Complainant alleged that she was discriminated against on the bases of
race (African-American) and retaliation (prior protected activity) when
the agency refused to assign her to the Loose-in-the-Mail (LIM) Unit.
The record reveals that during the relevant time, complainant was
employed as a Parcel Post Distribution Machine Clerk at the agency's
Seattle, Washington Bulk Mail Center. Believing she was a victim
of discrimination, complainant sought EEO counseling and subsequently
filed a formal complaint on August 14, 1997. At the conclusion of the
investigation, complainant was informed of her right to request a hearing
before an EEOC Administrative Judge or alternatively, to receive a final
decision by the agency. Complainant requested that the agency issue a
final decision. In its final decision, issued on November 6, 1998, the
agency concluded that complainant failed to establish discrimination on
the basis of her race or in retaliation for her prior protected activity.
From this decision complainant now appeals.
BACKGROUND
In 1994, the agency hired complainant to a rehabilitation position
identified as a Parcel Post Distribution Machine Clerk. Complainant, who
suffered from various impairments, did not work from May 25, 1996 until
August 21, 1996, when she complained that her duties caused her pain.
The record also indicates that complainant did not work from August 26,
1996 until May 1997. Meanwhile, on January 3, 1997, complainant requested
to fill a vacancy in the LIM unit. The agency responded on April 22, 1997,
denying complainant's request. On May 10, 1997, complainant returned
to her position with certain medical restrictions. On May 24, 1997,
the agency placed a Caucasian male, with no prior protected activity
(CW1), into a rehabilitation position in the LIM unit.

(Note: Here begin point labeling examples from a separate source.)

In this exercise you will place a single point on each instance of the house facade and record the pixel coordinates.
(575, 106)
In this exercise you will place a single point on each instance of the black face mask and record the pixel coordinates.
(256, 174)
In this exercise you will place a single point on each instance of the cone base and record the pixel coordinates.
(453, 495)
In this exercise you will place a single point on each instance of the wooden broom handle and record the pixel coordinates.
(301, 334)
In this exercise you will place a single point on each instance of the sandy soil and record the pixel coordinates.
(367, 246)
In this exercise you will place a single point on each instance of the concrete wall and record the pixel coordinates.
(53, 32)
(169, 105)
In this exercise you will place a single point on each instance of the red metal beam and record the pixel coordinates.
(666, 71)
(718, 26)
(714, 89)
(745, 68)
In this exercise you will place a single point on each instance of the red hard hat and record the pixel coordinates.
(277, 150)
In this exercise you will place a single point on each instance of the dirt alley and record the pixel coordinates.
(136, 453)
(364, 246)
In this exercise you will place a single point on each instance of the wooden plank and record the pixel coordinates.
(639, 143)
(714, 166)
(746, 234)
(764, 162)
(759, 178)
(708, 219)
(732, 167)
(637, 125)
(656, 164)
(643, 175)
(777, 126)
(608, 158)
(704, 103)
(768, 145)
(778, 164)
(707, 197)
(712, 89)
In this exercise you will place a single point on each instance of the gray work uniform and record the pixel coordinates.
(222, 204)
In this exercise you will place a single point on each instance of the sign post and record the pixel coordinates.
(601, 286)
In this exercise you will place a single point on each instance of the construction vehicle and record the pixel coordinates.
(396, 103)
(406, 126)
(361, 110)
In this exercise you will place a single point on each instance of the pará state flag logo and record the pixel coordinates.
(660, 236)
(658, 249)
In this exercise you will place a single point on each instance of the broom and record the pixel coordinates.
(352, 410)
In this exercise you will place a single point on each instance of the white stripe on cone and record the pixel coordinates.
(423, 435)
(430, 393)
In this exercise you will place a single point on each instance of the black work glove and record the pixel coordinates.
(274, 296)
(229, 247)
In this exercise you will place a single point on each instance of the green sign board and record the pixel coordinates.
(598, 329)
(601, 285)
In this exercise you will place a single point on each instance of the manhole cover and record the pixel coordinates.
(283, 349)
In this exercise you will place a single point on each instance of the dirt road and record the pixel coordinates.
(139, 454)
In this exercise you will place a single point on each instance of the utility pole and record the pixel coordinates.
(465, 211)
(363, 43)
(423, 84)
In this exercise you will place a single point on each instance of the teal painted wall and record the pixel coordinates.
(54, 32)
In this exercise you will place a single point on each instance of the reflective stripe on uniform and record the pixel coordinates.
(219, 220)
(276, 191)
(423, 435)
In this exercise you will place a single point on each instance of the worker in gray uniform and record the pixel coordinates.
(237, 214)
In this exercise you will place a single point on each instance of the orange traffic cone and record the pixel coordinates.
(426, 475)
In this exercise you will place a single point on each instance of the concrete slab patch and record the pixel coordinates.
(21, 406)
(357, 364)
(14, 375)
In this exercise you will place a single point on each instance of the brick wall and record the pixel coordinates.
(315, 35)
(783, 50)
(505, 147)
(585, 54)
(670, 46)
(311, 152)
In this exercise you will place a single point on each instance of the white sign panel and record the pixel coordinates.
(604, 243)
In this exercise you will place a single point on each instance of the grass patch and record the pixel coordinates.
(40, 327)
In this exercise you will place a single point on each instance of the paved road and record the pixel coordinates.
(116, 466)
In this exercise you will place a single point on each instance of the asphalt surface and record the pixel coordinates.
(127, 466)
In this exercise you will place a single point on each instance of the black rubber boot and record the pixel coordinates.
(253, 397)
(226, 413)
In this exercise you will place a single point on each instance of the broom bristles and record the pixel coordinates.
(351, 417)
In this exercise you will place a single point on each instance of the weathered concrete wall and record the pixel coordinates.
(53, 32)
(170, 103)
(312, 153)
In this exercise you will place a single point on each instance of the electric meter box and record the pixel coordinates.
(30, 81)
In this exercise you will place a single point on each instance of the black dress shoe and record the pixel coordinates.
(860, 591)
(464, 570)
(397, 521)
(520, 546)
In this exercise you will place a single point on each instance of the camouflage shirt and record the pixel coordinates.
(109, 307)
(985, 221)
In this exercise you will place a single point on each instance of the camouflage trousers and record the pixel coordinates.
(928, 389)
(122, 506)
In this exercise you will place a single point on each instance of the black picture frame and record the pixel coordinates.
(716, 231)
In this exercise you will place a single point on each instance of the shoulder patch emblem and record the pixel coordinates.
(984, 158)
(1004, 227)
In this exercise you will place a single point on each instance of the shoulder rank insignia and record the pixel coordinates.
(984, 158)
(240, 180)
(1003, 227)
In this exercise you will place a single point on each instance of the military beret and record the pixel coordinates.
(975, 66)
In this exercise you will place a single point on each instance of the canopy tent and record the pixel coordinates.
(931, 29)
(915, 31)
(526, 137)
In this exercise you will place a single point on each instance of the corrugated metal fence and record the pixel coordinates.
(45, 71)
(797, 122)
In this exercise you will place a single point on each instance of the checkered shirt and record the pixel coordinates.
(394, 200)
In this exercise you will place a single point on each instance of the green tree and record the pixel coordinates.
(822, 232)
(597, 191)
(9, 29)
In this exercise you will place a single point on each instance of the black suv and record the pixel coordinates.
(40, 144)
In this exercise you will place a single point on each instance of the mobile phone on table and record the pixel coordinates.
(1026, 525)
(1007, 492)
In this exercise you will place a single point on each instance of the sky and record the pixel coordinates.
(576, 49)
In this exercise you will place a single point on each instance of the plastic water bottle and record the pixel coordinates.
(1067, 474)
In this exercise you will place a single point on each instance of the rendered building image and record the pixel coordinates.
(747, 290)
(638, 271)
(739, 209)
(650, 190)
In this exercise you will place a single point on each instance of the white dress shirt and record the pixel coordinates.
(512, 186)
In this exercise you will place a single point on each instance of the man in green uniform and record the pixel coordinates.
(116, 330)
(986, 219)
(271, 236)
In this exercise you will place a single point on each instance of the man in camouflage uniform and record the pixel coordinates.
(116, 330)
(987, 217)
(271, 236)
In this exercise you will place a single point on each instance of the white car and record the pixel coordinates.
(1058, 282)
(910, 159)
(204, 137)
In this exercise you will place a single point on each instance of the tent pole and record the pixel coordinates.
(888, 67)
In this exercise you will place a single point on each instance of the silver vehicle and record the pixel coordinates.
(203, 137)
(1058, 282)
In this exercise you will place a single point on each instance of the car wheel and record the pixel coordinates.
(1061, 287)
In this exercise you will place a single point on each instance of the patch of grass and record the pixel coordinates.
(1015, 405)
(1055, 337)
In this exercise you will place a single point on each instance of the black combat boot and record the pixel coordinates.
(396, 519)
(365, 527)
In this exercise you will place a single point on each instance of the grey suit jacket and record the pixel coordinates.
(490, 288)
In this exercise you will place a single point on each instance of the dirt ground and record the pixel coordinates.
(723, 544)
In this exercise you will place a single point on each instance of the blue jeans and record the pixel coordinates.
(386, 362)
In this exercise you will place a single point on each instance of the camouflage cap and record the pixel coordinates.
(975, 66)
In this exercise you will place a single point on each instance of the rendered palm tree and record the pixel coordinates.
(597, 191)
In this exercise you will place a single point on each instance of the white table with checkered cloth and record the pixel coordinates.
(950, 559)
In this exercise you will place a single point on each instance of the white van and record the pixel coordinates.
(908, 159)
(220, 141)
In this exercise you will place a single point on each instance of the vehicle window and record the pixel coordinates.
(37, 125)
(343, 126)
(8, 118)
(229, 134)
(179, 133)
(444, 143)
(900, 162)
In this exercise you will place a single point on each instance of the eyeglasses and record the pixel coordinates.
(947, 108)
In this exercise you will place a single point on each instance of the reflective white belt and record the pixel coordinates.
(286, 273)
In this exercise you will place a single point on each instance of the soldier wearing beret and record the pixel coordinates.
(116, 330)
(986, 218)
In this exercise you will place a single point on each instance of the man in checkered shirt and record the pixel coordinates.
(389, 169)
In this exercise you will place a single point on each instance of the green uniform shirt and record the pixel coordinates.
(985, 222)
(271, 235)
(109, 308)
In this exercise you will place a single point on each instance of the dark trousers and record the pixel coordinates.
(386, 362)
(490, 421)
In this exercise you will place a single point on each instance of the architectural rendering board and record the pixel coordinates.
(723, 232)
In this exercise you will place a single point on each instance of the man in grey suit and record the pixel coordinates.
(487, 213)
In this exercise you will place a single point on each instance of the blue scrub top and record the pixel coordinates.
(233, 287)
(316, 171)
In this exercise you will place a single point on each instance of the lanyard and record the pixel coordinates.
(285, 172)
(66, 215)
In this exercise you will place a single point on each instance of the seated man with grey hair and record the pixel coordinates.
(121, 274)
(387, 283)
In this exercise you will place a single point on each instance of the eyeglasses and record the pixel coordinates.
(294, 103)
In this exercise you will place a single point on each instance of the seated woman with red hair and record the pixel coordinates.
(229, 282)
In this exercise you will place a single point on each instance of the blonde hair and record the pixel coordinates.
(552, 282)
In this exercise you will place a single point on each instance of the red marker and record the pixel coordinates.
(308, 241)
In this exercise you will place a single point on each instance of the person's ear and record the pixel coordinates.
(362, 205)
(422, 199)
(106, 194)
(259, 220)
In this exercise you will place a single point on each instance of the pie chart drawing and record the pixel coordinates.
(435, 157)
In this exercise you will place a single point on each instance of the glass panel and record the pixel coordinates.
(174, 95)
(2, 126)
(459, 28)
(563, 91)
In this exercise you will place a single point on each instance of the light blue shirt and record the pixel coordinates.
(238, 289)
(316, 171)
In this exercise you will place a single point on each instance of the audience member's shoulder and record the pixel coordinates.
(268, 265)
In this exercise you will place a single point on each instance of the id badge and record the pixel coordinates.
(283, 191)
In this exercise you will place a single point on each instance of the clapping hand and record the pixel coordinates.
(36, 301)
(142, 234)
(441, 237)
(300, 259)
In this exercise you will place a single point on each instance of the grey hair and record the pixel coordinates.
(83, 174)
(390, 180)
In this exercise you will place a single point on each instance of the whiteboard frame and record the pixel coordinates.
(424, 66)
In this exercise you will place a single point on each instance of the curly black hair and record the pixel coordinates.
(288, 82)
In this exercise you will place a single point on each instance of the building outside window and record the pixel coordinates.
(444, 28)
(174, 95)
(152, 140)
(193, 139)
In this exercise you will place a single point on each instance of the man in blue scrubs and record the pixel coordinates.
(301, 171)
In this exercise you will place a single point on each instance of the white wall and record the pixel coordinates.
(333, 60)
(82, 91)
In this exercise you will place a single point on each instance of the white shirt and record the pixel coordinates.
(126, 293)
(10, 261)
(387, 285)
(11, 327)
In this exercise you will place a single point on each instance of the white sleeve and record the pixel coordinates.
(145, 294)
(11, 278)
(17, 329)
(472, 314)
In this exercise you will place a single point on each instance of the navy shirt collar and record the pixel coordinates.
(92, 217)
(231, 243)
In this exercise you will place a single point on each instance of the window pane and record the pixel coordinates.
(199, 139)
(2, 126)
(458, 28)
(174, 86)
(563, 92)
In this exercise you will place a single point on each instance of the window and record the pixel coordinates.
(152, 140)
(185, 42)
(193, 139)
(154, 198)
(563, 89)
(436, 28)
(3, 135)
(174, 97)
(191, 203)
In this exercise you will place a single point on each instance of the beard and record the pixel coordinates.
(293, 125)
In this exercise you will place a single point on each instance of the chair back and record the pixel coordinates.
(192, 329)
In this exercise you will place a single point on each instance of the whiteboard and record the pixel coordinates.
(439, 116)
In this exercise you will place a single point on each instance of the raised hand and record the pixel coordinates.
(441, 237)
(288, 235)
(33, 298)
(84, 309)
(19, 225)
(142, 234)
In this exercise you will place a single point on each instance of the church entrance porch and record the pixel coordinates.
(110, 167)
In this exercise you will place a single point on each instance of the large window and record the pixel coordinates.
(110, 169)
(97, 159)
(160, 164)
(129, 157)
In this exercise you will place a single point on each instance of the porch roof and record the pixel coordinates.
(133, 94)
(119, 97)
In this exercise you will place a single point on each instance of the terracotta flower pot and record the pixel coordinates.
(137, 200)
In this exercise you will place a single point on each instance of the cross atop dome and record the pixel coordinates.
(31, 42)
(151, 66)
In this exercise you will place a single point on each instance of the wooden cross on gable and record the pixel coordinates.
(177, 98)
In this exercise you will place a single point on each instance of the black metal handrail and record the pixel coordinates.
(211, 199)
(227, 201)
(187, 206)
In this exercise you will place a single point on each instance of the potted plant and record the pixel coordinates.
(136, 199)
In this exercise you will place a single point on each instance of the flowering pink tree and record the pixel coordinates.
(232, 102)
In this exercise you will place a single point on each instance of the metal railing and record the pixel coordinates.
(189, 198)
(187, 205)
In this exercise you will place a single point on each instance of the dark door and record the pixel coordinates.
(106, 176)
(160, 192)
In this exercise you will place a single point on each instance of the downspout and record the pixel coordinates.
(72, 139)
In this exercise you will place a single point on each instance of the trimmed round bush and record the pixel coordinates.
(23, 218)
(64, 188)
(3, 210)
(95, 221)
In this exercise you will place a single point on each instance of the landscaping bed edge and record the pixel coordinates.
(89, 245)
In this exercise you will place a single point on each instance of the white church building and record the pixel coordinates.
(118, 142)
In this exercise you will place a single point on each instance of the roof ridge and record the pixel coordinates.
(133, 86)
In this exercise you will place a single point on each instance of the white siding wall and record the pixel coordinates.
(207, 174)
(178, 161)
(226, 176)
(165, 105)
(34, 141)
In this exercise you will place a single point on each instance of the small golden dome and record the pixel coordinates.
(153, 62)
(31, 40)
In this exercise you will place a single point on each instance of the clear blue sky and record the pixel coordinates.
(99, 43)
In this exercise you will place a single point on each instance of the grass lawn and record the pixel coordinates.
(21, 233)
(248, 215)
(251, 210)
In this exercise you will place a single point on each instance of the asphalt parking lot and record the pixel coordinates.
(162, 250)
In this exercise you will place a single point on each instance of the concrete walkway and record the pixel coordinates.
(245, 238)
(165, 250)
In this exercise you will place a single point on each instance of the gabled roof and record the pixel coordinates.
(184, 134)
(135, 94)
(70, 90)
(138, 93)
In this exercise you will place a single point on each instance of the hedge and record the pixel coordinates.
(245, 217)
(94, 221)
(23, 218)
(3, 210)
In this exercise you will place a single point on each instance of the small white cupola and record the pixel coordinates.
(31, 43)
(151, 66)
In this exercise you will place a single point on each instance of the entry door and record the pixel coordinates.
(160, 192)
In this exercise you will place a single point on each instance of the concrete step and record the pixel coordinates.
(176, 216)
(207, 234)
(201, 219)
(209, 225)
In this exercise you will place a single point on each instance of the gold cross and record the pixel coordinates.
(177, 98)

Complainant's second level supervisor (MDO) states that in November 1996,
an employee retired from a position in the LIM unit. MDO indicates that
he decided not to replace the retiring employee because the LIM unit
could meet his expectations with the remaining staff. MDO indicates
that complainant, therefore, was not selected to work in the LIM unit.
According to MDO, he thereafter reversed his decision when it became
clear that the LIM unit required additional staff. MDO selected CW1 to
fill the position. MDO indicates that he did not consider complainant
available for the position because she, by that time, was able to return
to her original assignment.
ANALYSIS AND FINDINGS
Complainant argued that her non-selection for the LIM unit was
based on her race and in retaliation for engaging in EEO activity.
We have considered complainant's arguments that she was retaliated
and/or discriminated against. These allegations constitute claims
of disparate treatment employment discrimination.<2> As such, they
must be analyzed under the tripartite analysis enunciated in McDonnell
Douglas Corp. v. Green, 411 U.S. 792 (1973), Loeb v. Textron Inc., 600
F.2d 1003 (1st Cir. 1979) 3 , Prewitt v. United States Postal Service,
662 F. 2d 292 (5th Cir. 1981), Hochstadt v. Worcester Foundation for
Experimental Biology, Inc., 425 F. Supp. 318,324 (D. Mass.), affirmed,
545 F.2d 222 (1st Cir. 1976) and Texas Department of Community Affairs
v. Burdine, 4.50 U.S. 248, 253 (1981). We will assume for purposes of
our analysis that complainant was able to establish prima facie cases of
discrimination and retaliation. Therefore, we will focus on whether the
agency's explanations for its actions were a pretext for discrimination
or retaliation. Burdine, 450 U.S. at 253.
The agency indicates that complainant was not selected to the LIM unit
because, at that time, the unit was capable of completing its work
without additional staff. Thereafter, upon realizing that the LIM unit
was understaffed for its volume of work, MDO assigned CW1 to the LIM.
MDO maintains that he was unaware that complainant wanted or needed a
new assignment at the time he assigned CW1 to the LIM unit.
It is complainant's burden to demonstrate by a preponderance of the
evidence that the agency's action was based on prohibited considerations
of discrimination, that is, its articulated reason for its action
was not its true reason but a sham or pretext for discrimination and
retaliation. Texas Department Of Community Affairs v. Burdine, 450
U.S. 248, 253 (1981); St. Mary's Honor Center v. Hicks, 509 U.S 502
(1993). The complainant fails to rebut the reasons proffered by the
agency. Moreover, complainant fails to offer any reason to believe
that her non-selection was a result of discrimination or retaliation.
Therefore, after a careful review of the record, including complainant's
contentions on appeal, the agency's response, and arguments and evidence
not specifically addressed in this decision, we AFFIRM the FAD.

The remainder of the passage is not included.